Не жизнь Надежду пугала, — вина. Груз, на крючке с сердца свисающий. Грудь дробящий и совесть. И не выплакаться ж, не излить душу изрезанную. Наедине девушка с этим была — будто в камере со страхом своим самым страшным. И сбежать не могла никак. Как ни старалась. Даже смерть простой не давалась.

— Хватит! Пусти ты меня уже, проклятый!Билась Надя, на середину озера тянусь. Да держал проклятый ею. Снова и снова на землю затаскивал, из рук костлявой вырывая. Ножом заколоться пыталась — прятал. Винтовки все потопил, какие лишние были, пули только вынул. Остальные — при себе.
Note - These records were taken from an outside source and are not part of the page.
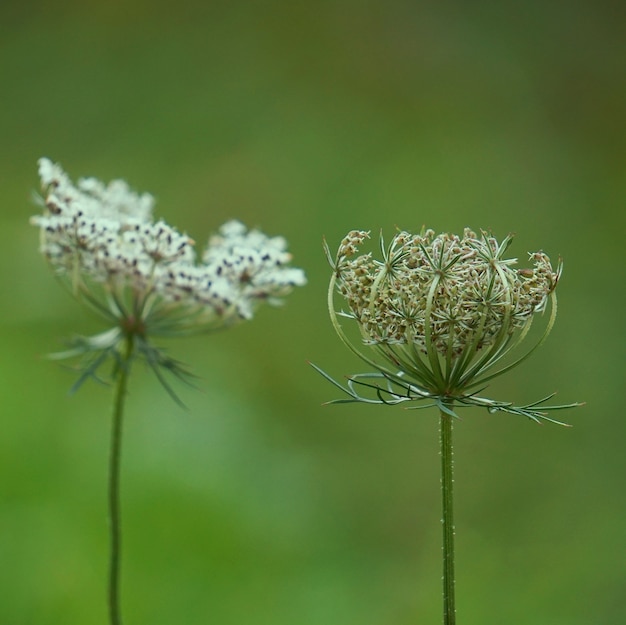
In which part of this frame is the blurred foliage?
[0,0,626,625]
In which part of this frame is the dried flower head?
[31,158,306,400]
[316,229,584,420]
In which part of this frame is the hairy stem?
[440,411,456,625]
[108,335,133,625]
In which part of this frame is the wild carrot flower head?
[31,158,306,398]
[318,229,584,420]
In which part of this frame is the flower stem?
[440,411,456,625]
[108,334,133,625]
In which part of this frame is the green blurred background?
[0,0,626,625]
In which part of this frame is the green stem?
[440,411,456,625]
[108,335,133,625]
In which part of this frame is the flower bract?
[31,158,306,398]
[316,228,575,420]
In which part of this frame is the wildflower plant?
[31,158,306,625]
[313,229,580,625]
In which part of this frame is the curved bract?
[316,229,576,420]
[31,158,306,400]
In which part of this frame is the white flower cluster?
[31,158,306,333]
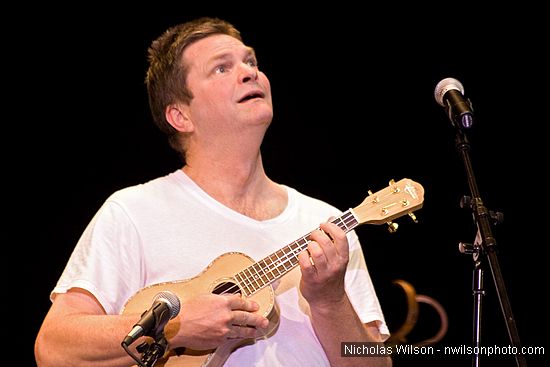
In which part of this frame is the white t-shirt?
[52,170,389,367]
К дереву намертво привязывал, чтоб не учудила.

Сослуживец командующего на это улыбался — доволен страданиями был. Будто питали они его. Едой и водой служили. Теплом по ночам холодным. Рядовой — единственный, кто в живых из отряда солдатского остался — кошмары тоже видел. Безумие его скрылось с глаз, да назревало глубоко где-то. Видел Поломского во снах, голос слышал. Среди деревьев тени ему мерещились. Врач помочь старался, да без результата. Сколько бы не выговаривался, сколько бы слез не лил — не легчало. Совсем плохо стало с ним. Об образах мертвых говорил все дни напролет. Рассказывал кого видел, о чем разговаривал. От такого немцы в ступор вставали. Даже гауптман слова сказать не в силах был. Жутко было.
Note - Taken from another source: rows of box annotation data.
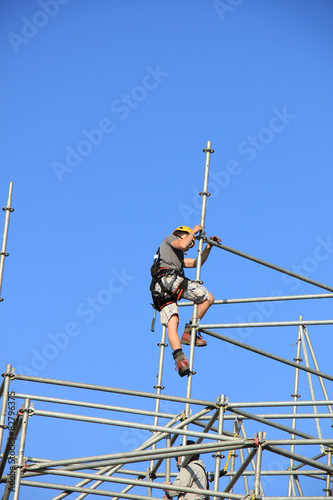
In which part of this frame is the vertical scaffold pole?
[254,432,263,500]
[288,316,303,497]
[150,326,168,470]
[0,182,14,302]
[214,394,226,498]
[185,141,214,416]
[13,399,32,500]
[0,365,13,453]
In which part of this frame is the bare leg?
[168,314,182,351]
[193,292,214,320]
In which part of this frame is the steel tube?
[151,408,210,475]
[62,419,180,500]
[15,374,216,408]
[303,326,333,420]
[183,141,213,416]
[207,238,333,292]
[28,440,251,472]
[0,413,22,478]
[214,394,225,491]
[231,408,313,439]
[254,432,262,498]
[265,443,333,474]
[301,326,323,451]
[28,442,249,472]
[178,293,333,307]
[150,326,167,469]
[69,418,182,500]
[200,328,333,381]
[16,480,244,500]
[199,319,333,331]
[182,410,219,467]
[12,393,176,419]
[0,365,12,453]
[0,182,14,302]
[34,410,228,440]
[288,322,303,496]
[13,399,30,500]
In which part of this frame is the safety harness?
[150,248,189,311]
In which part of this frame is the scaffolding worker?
[150,224,221,377]
[163,440,209,500]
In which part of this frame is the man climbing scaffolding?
[150,224,221,377]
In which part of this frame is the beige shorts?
[156,276,209,327]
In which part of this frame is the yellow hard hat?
[172,226,195,248]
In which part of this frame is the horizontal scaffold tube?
[14,374,218,408]
[11,393,177,419]
[200,319,333,330]
[178,293,333,307]
[205,238,333,292]
[13,479,245,500]
[34,410,237,441]
[199,328,333,380]
[27,438,255,472]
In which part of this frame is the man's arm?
[184,236,221,268]
[171,224,202,251]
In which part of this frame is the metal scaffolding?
[0,141,333,500]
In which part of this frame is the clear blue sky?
[0,0,333,500]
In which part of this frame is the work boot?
[180,323,207,347]
[172,349,190,377]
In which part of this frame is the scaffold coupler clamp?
[1,368,15,380]
[17,403,35,417]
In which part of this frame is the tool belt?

Потом на Васильеву безумец переключился — разговаривал с ней ночью, когда та спала. По голове гладил, еду свою носил. Со временем переросло это в ненависть странную. Избегал рядовой Нади. Из-за деревьев за ней наблюдал, ногтями кору царапая.— Эй, русская! Чего это солдат вдруг так скалиться на тебя-то? Сделала что? Чего дикий такой?
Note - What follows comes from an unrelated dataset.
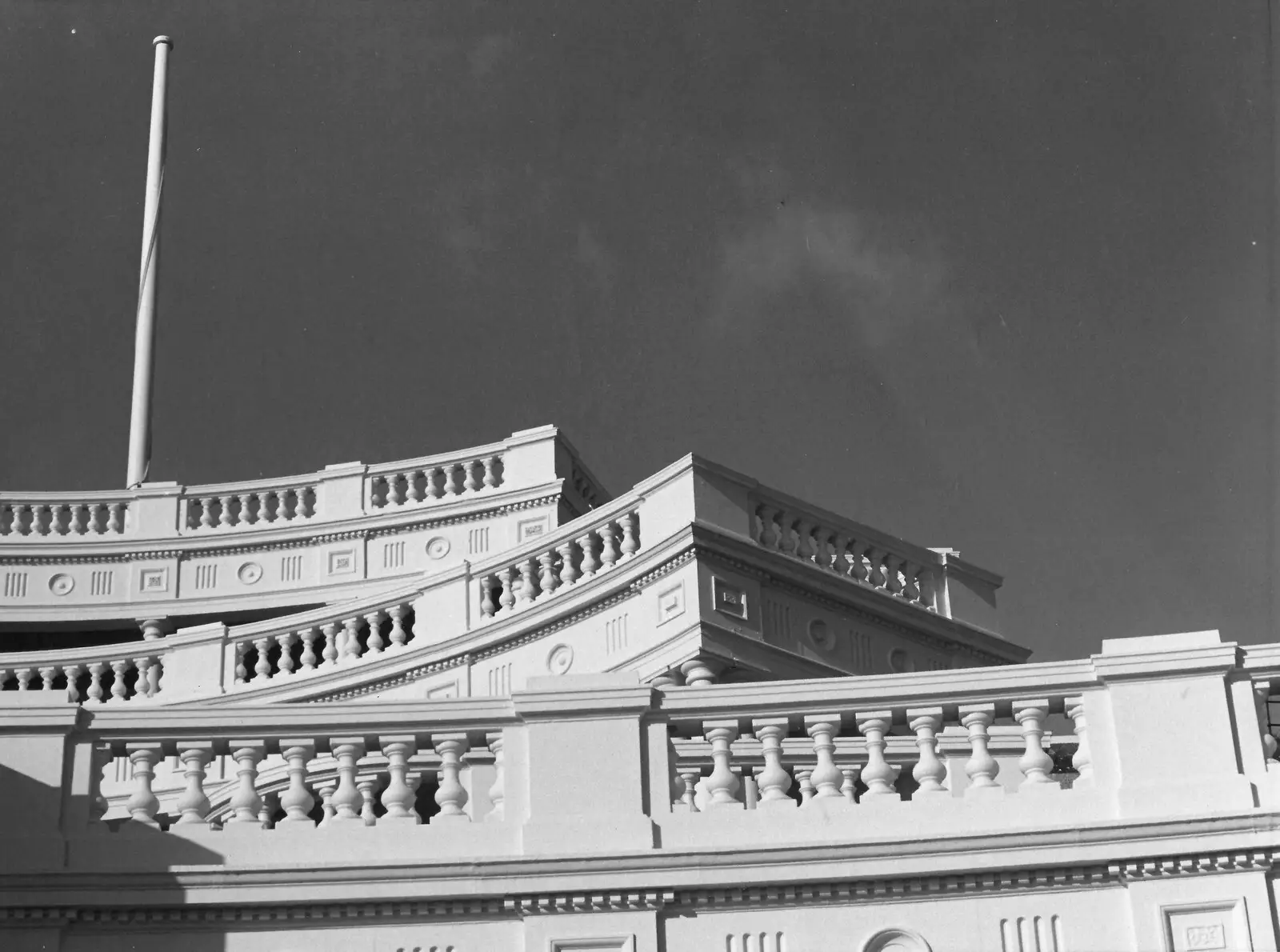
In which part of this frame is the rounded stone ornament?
[546,645,574,674]
[809,618,836,651]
Надежда ежилась от взгляда этого безумного. Страшнее капитанского ей он казался — чего ожидать было не знала, то и пугало. Слежку чувствовала, зубы стучащие слышала. Хоть и относился к этому переводчик со скептицизмом, пленную одну редко оставлял. Рядового выслеживал. Винтовку при себе держал.

Командующий тоже неладное чувствовал. Сердце у него колоть вдруг начало ни с того, ни с сего. Предчувствие дурное появилось. Пристрелить хотел — уже курок зажимал, как сорвался с места обезумевший. И исчез во тьме где-то. В озерах черных, ряской сокрытых. Всплески слышались, хлюпанья. И тишина мертвая.

Пробирало девушку страхом. Тряслась, во тьму вглядываясь, да слезами упиваясь.

— Хорошая у вас, у русских, фраза есть: "Живых бояться надо", — начал как-то переговорщик, рядом присаживаясь, да с той же тревогой оглядываясь. — Они-то, сделать что-то могут.

Сердце в груди сжалось, как шорохи послышались. Вздрогнул немец рядом сидящий. Попятился к командиру. Тот к Васильевой подскочил. Глаза блеснули в чаще. Смех послышался. Глядела девушка, глаз не отводя. Гауптман никак дозваться ее не мог. Грозно кричал, да страх безумный увидел. Впервые по-другому на Васильеву посмотрел. До боли в сердце запуганной была.

Перезарядил он винтовку. Собой закрыл русскую. Выжидал. Переводчик истерически засмеялся, подумал, что шутит командующий. Не будет он на безумца лезть — да ошибся. Вперед зашагал гауптман, во тьму. Шаги только слышались после, выстрелов пару. И смех. Безумный смех, не человеческий.